YELLOWKNIFE - Margaret Macpherson came to the school named for her father this week and told students about Norm Macpherson.

NNSL Photo/Graphic

Margaret Macpherson, daughter of Norm Macpherson, stands in the library at NJ Macpherson school which was named after her father. Macpherson spoke to students about the person behind the school, and showed them an old photo taken of him when he was in his 30's. - Jessica Klinkenberg/NNSL photo

"I want them to realize that NJ Macpherson was a person, not a school," said Macpherson, who missed out on the school's official opening and its 10 year anniversay celebration.

"I just wanted to see the school," said Macpherson, who found the building to be much like her father.

"It's bright, you can feel the eager energy of the kids," she said, and it would have pleased her father a lot.

Macpherson heard one young student ask a librarian if NJ Macpherson had been a real person.

"He was a real person, he loved people, he really loved people," Macpherson said.

"Was he a very good father?" A Grade One student at NJ Macpherson asked her.

"He was a very, very good father," she answered with a smile.

Her father was principal at Sir John Franklin high school, then he was the superintendent before becoming the director.

He died in 1984, she said, but she keeps his memory alive.

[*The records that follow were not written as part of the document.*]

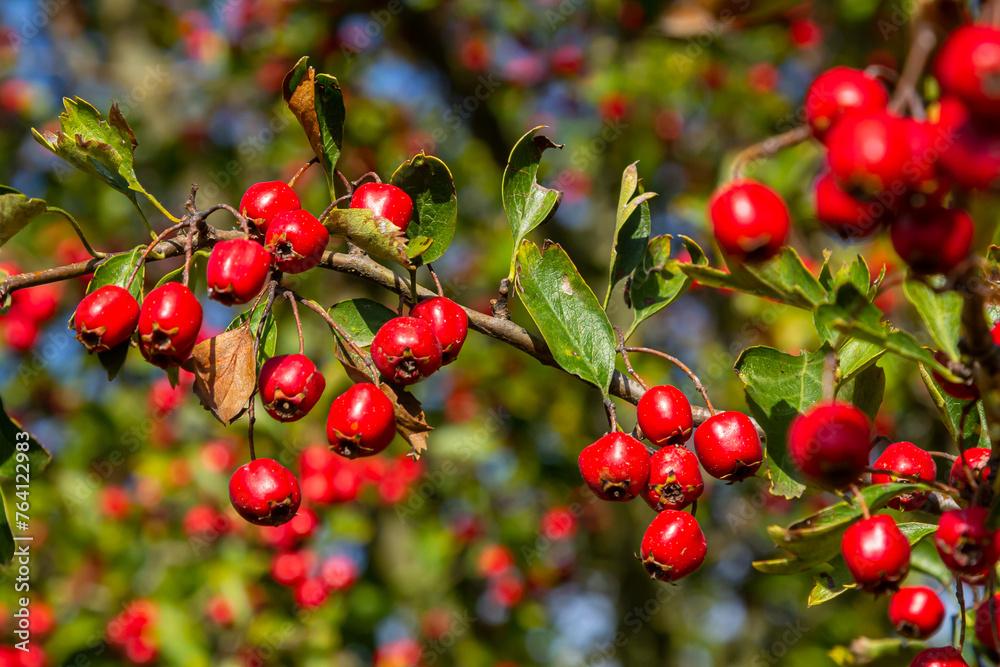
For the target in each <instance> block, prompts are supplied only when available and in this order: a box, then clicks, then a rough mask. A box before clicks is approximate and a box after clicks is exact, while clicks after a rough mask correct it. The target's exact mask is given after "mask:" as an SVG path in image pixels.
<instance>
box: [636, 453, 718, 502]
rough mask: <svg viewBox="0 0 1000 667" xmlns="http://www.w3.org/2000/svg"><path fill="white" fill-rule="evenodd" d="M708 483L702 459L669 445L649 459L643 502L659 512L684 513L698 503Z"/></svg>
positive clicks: (642, 497)
mask: <svg viewBox="0 0 1000 667" xmlns="http://www.w3.org/2000/svg"><path fill="white" fill-rule="evenodd" d="M704 490H705V481H704V480H703V479H702V477H701V469H700V468H699V467H698V457H696V456H695V455H694V454H692V453H691V452H690V451H689V450H687V449H685V448H684V447H682V446H680V445H667V446H666V447H664V448H663V449H660V450H658V451H657V452H655V453H654V454H653V456H652V457H650V460H649V481H648V482H647V483H646V486H645V488H643V490H642V499H643V500H645V501H646V503H647V504H648V505H649V506H650V507H652V508H653V509H654V510H656V511H657V512H661V511H663V510H665V509H671V510H681V509H684V508H685V507H687V506H688V505H690V504H691V503H693V502H694V501H696V500H698V498H699V497H700V496H701V493H702V491H704Z"/></svg>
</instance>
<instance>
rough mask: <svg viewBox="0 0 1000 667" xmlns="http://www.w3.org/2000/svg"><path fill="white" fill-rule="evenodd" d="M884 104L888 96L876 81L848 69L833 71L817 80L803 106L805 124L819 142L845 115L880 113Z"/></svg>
mask: <svg viewBox="0 0 1000 667" xmlns="http://www.w3.org/2000/svg"><path fill="white" fill-rule="evenodd" d="M887 104H889V95H888V93H887V92H886V90H885V87H884V86H882V84H881V83H879V82H878V80H876V79H875V78H874V77H871V76H869V75H868V74H866V73H865V72H863V71H861V70H856V69H851V68H849V67H833V68H831V69H828V70H827V71H825V72H823V73H822V74H820V75H819V76H818V77H816V78H815V79H814V80H813V82H812V83H811V84H809V88H808V90H806V97H805V102H804V105H805V113H806V122H807V123H809V127H811V128H812V131H813V135H815V136H816V138H818V139H822V138H823V137H824V135H825V134H826V133H827V132H828V131H829V130H830V128H831V127H833V125H834V124H835V123H836V122H837V121H838V120H840V118H841V117H843V116H844V114H845V113H853V112H857V111H879V110H881V109H885V107H886V105H887Z"/></svg>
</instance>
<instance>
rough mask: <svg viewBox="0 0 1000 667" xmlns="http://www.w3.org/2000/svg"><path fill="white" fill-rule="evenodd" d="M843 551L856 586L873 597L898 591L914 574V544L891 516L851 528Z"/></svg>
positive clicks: (862, 522) (843, 553) (861, 523)
mask: <svg viewBox="0 0 1000 667" xmlns="http://www.w3.org/2000/svg"><path fill="white" fill-rule="evenodd" d="M840 548H841V553H842V554H843V556H844V561H845V562H846V563H847V569H848V570H850V572H851V576H852V577H853V578H854V582H855V583H856V584H857V585H858V587H859V588H860V589H861V590H863V591H868V592H869V593H876V594H877V593H884V592H886V591H891V590H892V591H894V590H896V588H897V586H898V584H899V582H900V581H902V580H903V578H904V577H906V574H907V573H908V572H909V571H910V542H909V541H908V540H907V539H906V536H905V535H903V532H902V531H901V530H899V528H898V527H897V526H896V522H895V521H893V520H892V517H890V516H888V515H887V514H879V515H877V516H873V517H871V518H870V519H862V520H861V521H858V522H857V523H855V524H854V525H853V526H851V527H850V528H848V529H847V531H846V532H845V533H844V538H843V539H842V540H841V543H840Z"/></svg>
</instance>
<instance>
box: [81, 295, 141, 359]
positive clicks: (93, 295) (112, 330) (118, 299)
mask: <svg viewBox="0 0 1000 667" xmlns="http://www.w3.org/2000/svg"><path fill="white" fill-rule="evenodd" d="M138 324H139V304H138V303H137V302H136V300H135V297H134V296H132V295H131V294H130V293H129V291H128V290H126V289H124V288H122V287H119V286H118V285H105V286H104V287H100V288H98V289H96V290H94V291H93V292H91V293H90V294H88V295H87V296H85V297H83V300H82V301H81V302H80V305H79V306H77V307H76V312H75V313H73V327H74V328H75V329H76V339H77V340H78V341H80V342H81V343H83V346H84V347H85V348H87V351H88V352H104V351H106V350H110V349H111V348H113V347H115V346H116V345H119V344H120V343H124V342H125V341H127V340H128V339H129V337H131V336H132V332H134V331H135V328H136V326H137V325H138Z"/></svg>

Macpherson also has five brothers and a sister, and she said her father gave them a love of people and positive energy.

"He instilled in us certain values. I was quite young when he died. I talk to my kids about how wonderful of a human being he was."

Her father traveled across the North for his job with the school board, and she said that he was missed during those absences.

"He gave us a very secure world that rested on his shoulders, despite his absences."

While in Yellowknife, Macpherson also met the literary council to discuss a scholarship that was started in her father's name, but has been dormant for eight years.